The sale of the Hyatt Dusseldorf was the biggest single asset sale in Germany so far this year, with the hotel being operated under a management agreement, a relative rarity in the predominantly lease-focused German hotel landscape. This deal highlights the strong demand for assets offering upside exposure through management agreements and franchise opportunities in markets with solid fundamentals and good potential for performance growth.
Joe Stather, Information and Intelligence Manager EMEA, CBRE Hotels, said: “Germany remains a hot market for hotel investment and has taken the long-standing mantle from the UK which has dominated investment volumes in the last decade. The strong growth has been driven by over ten notable deals in Q2 including a significant portfolio transaction. Interest is coming from a diverse array of investors, including REITs, institutions, private equity and dedicated real estate investors.”
Y-o-Y, the UK hotel real estate investment volumes saw a decline of 76% but in spite of this fall, fixed-income investment remained buoyant as investors continue to be attracted by the security of income. The UK leased hotel environment includes a number of hotel operators with highly regarded covenants and offering 25-year index-linked leases. Recent deals to reflect this trend include the sale of the Travelodge hotel in Liverpool Street, London for €48.4m (£42m) which was one of the few transactions post the UK’s EU referendum and demonstrates the high and resilient demand for leased hotel assets. The hotel development pipeline expects that over €2.3m (£2bn) of fixed-income stock is due to enter the regional UK market in the next three years.

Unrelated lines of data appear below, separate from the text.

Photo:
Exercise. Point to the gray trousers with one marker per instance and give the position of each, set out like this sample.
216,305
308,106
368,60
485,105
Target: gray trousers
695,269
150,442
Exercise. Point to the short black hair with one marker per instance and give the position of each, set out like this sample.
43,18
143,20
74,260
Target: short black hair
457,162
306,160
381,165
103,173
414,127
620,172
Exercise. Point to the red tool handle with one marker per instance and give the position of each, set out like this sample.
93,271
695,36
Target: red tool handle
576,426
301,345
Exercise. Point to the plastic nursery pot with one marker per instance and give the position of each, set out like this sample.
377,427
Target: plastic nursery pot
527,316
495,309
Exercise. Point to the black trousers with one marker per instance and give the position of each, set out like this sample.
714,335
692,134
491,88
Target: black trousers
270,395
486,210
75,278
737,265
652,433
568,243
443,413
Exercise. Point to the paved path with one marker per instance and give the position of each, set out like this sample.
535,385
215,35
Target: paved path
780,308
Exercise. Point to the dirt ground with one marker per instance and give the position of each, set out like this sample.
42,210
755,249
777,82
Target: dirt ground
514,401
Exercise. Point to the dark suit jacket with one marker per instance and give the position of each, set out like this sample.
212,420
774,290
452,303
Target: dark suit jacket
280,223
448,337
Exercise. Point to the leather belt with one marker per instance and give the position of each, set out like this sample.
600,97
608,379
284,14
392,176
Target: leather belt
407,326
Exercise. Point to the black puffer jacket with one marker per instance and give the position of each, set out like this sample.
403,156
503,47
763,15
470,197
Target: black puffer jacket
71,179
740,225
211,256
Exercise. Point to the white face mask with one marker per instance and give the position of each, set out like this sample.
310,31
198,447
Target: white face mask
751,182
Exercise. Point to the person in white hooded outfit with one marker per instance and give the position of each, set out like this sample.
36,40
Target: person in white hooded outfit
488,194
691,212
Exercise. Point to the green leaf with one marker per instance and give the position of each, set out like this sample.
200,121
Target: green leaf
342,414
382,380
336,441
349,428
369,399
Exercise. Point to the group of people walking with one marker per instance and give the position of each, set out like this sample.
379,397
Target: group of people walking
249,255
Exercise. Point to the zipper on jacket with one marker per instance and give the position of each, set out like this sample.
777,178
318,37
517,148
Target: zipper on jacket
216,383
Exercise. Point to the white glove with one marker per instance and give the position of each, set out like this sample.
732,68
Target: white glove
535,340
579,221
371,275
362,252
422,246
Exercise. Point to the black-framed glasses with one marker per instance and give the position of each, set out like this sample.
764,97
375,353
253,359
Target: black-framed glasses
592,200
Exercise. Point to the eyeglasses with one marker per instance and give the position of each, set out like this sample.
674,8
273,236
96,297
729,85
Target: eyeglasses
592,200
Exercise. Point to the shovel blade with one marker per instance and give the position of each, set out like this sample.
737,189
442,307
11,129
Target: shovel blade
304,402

France recorded 25% Y-o-Y growth in the second quarter of 2016 with deal volume totalling €508m in the first six months of 2016. Transaction volumes were largely boosted by a number of deals on assets outside Paris. Recent investment activity has been focused on resort locations and the more leisure driven South of France region. The UEFA Euro 2016 football championship which was held in France in June also gave an uptick to hotel cash flows in many cities, and particularly in Paris.
Other notably deals which have taken place in H1 2016 include the sale of the Pullman Barcelona Skipper hotel, CBRE advised AXA Investment Managers – Real Assets, on behalf of its clients, to a Luxembourg based investment fund.
Irina Ushakova, Senior Director, Head of Capital Markets Department, CBRE in Russia, commented: “Investor interest in the hotel sector in Russia remains rather high predominantly generated by local, Asian and Middle Eastern buyers. Despite substantial difference between buyers and sellers pricing expectations, in H1 2016 we have recorded hotel investment volume of $565m or €496m (driven by one large deal, sale by Sberbank to the local purchaser of Gorki Gorod ski-resort in Sochi, Krasnaya Polyana for $467m or €410m) and anticipate further closings before end of the year.”